When Ireland joined the Security Council in January 2021, Coveney said it never dreamed of the scale of conflict the council would attempt to try to deal with, including in Ethiopia which is “hardly in the news,” in Afghanistan where the U.S. and NATO exit and the Taliban takeover have created “huge suffering and vulnerability for the female population,” and in Ukraine.

As a foreign minister and defense minister, Coveney said he never thought he would see a war in Europe with a level of “brutality and aggression” not seen since World War II where “a military superpower,” decided to try to change international borders by force by invading Ukraine on Feb. 24 and is “now unapologetically and blatantly targeting civilians and civilian infrastructure as well, to try and make life impossible in Ukraine.”

The minister said Ireland sees “significant war crimes happening almost on a daily basis” and is supporting the International Criminal Court, which is investigating alleged crimes, both politically and financially.

Ireland is militarily neutral, he said, but it has taken in 65,000 Ukrainian refugees and is supporting the Ukrainian military by paying for items including uniforms, fuel, body armor, food and medical supplies.

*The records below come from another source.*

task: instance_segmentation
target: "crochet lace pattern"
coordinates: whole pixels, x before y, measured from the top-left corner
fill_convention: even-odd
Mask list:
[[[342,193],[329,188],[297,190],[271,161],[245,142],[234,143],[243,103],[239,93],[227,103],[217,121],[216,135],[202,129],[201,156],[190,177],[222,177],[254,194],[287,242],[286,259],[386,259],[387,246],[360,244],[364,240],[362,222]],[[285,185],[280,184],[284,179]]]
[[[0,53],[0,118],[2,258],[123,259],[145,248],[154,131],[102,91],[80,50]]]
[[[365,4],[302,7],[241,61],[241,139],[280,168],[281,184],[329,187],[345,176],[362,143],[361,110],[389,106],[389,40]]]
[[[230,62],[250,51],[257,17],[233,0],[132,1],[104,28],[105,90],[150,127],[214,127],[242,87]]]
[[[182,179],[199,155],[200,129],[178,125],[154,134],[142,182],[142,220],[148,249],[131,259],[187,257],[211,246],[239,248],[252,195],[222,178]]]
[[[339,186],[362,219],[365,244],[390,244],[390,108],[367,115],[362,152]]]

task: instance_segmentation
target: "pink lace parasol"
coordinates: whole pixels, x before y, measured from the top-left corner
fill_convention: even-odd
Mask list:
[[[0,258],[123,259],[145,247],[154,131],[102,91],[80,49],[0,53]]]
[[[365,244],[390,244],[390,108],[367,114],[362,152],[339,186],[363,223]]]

“So we are part of this war and we want to bring it to an end,” Coveney said.

But he said Russia can’t be allowed to succeed in Europe or anywhere else because “it creates a precedent for other powerful countries to dominate their neighbors militarily,” he said.

Given the sacrifices Ukraine has made -- and Coveney estimated at least 250,000 civilians and military have been killed -- the world must be guided by what the Ukrainian government can accept when it comes to ending the war, he said.

Coveney expressed hope that through diplomacy and the military reality on the ground, Russia will change course.

“I can assure you that the EU and the U.S. and other partners will not ever abandon Ukraine,” he said.

Closer to home, Coveney spoke of the ongoing Brexit issues following Britain’s 2020 exit from the European Union which upended the open border between Ireland and Northern Ireland, which is part of Britain, following the 1998 Good Friday peace agreement, and the lifting of trade barriers because Ireland and Britain were both EU members.

When Britain left the EU, an agreement known as the Northern Ireland Protocol was reached to keep the Irish land border free of customs posts and other checks because an open border is a key pillar of the peace deal. But instead, there are checks on some goods entering Northern Ireland from the rest of the United Kingdom.

In May, Northern Ireland elected a new Assembly that saw the Irish nationalist party Sinn Fein that seeks union with Ireland win the most seats for the first time and the Protestant pro-British Democratic Unionist Party coming in second.

But the DUP says the checks on goods undermine their place in the U.K. and have refused to join a power-sharing government until they are scrapped. Under the Good Friday agreement, no government can be formed without agreement of both the biggest unionist and nationalist parties.

Coveney expressed hope “that in the next few weeks we will find a way to make the protocol work for everybody -- unionists, nationalists, London, Dublin, Brussels, and we’ll finally allow ourselves to be able to move on from this circular and negative debate.”